Cómo vive hoy el autor del triple crimen de la calle Catamarca, a 10 años de recibir perpetua

Facundo Peralta fue condenado el 12 de julio de 2012 por el aberrante asesinato de su padre, la pareja de éste y el hijo de ella, ocurridos una noche de septiembre de 2010 en Catamarca al 2500. Sigue preso en el penal de Batán, jugó al rugby en el equipo de la cárcel y recién podría salir en libertad en noviembre de 2045.

Facundo Peralta en el penal de Batán.

Facundo Peralta tenía 19 años cuando el 23 de noviembre de 2010 asesinó a tiros a su padre, a la pareja de éste y al hijo de ella, en lo que se conoció como el “triple crimen de la calle Catamarca”. Hoy, tras una década desde que el Tribunal Oral Nº 3 lo condenó a prisión perpetua, ya pasó los 30 y permanece alojado en la cárcel de Batán, aunque con intenciones de salir más temprano que tarde.

Claro, cualquier convicto las tiene. Pero en el caso de Peralta, todo indica que deberá esperar y mucho para ver consumados sus anhelos.

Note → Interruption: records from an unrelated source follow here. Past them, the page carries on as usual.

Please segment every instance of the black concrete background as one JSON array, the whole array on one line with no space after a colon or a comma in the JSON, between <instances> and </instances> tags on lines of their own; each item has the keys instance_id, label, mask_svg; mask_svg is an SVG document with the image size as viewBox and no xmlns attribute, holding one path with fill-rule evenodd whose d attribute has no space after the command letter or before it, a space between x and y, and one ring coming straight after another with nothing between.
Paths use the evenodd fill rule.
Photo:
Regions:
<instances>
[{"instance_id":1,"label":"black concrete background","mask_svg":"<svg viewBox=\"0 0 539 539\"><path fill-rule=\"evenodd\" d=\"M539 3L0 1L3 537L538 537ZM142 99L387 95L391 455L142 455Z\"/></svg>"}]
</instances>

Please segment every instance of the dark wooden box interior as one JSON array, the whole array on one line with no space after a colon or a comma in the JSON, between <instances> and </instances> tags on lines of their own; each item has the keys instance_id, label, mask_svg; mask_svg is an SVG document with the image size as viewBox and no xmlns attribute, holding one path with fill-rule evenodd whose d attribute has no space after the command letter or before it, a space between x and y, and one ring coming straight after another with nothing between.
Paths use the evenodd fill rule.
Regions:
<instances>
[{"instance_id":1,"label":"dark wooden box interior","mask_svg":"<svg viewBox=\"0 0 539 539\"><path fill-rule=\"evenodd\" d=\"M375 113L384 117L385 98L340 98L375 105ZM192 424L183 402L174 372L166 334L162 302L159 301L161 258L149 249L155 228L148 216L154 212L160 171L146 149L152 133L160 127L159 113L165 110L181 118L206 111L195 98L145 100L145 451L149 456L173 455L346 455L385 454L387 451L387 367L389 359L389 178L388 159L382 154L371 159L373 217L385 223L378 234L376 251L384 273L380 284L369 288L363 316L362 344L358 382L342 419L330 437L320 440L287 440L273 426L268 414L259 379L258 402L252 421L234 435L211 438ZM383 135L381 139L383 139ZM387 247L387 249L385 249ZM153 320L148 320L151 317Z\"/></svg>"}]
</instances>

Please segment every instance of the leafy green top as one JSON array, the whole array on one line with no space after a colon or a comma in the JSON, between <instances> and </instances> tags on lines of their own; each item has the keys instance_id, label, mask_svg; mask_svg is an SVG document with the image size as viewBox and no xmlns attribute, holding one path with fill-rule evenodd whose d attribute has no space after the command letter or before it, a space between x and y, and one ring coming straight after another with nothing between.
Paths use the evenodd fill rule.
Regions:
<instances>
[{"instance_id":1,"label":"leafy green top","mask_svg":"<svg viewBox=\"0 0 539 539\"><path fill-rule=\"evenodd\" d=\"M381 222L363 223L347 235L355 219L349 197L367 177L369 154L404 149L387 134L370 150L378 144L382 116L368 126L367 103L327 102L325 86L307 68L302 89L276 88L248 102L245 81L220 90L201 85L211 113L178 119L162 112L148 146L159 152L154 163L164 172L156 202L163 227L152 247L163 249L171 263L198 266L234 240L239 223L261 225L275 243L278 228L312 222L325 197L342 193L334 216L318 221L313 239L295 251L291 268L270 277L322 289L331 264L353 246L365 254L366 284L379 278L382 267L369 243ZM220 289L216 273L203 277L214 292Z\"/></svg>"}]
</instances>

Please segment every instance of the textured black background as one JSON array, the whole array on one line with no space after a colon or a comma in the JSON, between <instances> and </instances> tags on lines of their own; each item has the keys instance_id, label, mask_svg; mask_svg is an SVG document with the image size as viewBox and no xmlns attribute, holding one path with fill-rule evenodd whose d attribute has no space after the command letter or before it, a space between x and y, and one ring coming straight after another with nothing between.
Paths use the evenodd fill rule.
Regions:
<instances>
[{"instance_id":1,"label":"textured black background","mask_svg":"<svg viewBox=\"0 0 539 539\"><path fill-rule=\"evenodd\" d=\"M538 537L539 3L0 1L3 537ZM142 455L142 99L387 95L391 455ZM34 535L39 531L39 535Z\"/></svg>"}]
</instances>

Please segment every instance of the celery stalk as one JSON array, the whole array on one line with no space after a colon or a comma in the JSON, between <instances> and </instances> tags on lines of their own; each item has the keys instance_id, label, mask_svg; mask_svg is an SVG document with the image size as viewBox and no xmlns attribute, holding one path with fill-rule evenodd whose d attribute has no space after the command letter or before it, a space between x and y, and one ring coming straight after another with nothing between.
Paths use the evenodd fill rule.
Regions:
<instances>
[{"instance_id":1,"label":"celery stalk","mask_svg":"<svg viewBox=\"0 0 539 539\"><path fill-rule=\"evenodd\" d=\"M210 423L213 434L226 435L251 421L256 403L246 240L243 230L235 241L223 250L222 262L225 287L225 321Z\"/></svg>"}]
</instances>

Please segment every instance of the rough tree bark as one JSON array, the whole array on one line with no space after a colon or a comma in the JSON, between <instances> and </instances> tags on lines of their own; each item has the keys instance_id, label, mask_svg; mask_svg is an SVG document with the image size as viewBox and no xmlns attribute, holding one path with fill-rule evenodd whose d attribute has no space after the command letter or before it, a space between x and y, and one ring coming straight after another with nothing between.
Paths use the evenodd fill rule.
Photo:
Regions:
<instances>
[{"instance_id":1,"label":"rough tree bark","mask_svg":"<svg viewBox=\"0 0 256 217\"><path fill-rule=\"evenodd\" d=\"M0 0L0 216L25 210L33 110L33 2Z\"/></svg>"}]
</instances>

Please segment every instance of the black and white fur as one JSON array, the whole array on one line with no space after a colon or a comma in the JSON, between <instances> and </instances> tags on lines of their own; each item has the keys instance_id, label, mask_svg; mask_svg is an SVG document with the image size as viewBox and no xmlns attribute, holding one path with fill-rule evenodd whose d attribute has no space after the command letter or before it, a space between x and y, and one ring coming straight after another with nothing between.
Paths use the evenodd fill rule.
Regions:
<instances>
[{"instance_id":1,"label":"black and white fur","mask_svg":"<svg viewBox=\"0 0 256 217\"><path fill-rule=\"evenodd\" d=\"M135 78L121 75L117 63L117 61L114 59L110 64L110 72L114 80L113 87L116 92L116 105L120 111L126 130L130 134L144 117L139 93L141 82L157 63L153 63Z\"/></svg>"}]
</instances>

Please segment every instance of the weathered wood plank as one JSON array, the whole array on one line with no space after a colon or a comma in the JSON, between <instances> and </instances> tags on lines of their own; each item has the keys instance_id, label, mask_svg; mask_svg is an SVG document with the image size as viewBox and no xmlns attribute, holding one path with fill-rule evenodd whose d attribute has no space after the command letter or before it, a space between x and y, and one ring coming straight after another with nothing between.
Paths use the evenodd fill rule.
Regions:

Inclusive, en busca de conocer cómo es su vida hoy, LA CAPITAL supo que en 2021 solicitó la prisión domiciliaria, que rápidamente le fue denegada por Juzgado de Ejecución Penal Nº 1, a cargo de Ricardo Perdichizzi.

Tanto la investigación del caso como su resolución tuvieron extensa cobertura en LA CAPITAL.

Tanto la investigación del caso como su resolución tuvieron extensa cobertura en LA CAPITAL.

De acuerdo a los datos que pudo obtener este medio, los informes sobre la conducta de Peralta intramuros no fueron negativos. Al menos, hace algún tiempo hasta se destacaba que el autor del triple crimen practicaba rugby y formaba parte del equipo del penal y eso le servía para pasar el tiempo y despejar los malos pensamientos.

Sin embargo, por el tipo de condena que recibió, Peralta recién accedería a la recuperación de su libertad en noviembre de 2045. Para entonces, habrá estado preso 35 años y tendrá cerca de 55. Es decir, toda su juventud la habrá pasado detenido.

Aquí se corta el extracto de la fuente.